Breast cancer was never something I thought that I would ever have to deal with. I only have one relative that had breast cancer – she was diagnosed at the same age as me – 43 – and she died a year and a half later.
But she had breast cancer on the other side of the family, the side I was not related to. She also had other risk factors.
This should not be happening to me!
I’ve been told that the majority of women who get breast cancer do not have relatives with cancer. I am now part of that statistic – or at least, my part in that statistic will be positively confirmed by Wednesday. I wonder, how is it possible that the majority of women who get breast cancer do not have relatives with cancer? If the lifetime risk for getting breast cancer is one in eight, then how do those numbers add up? I am definitely going to have to do some research into this.

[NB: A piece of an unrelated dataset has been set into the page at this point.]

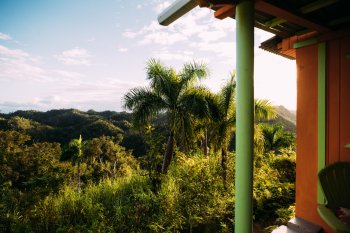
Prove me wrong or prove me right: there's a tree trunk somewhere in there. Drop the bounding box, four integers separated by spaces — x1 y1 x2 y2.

I’ve decided that my approach to this new challenge in life is to look at it as an academic. Why not? It gives me a perspective and a way to focus. I shall look at this blog as a journal into lived experience, combining the medical jargon with the lived-experience of someone with breast cancer. I shall be negotiating how this new identity of mine changes who I am as an open academic.
Today my goal in life changes. Today, I can now say that I want to be identified as a breast cancer survivor, as the alternative doesn’t look so grand!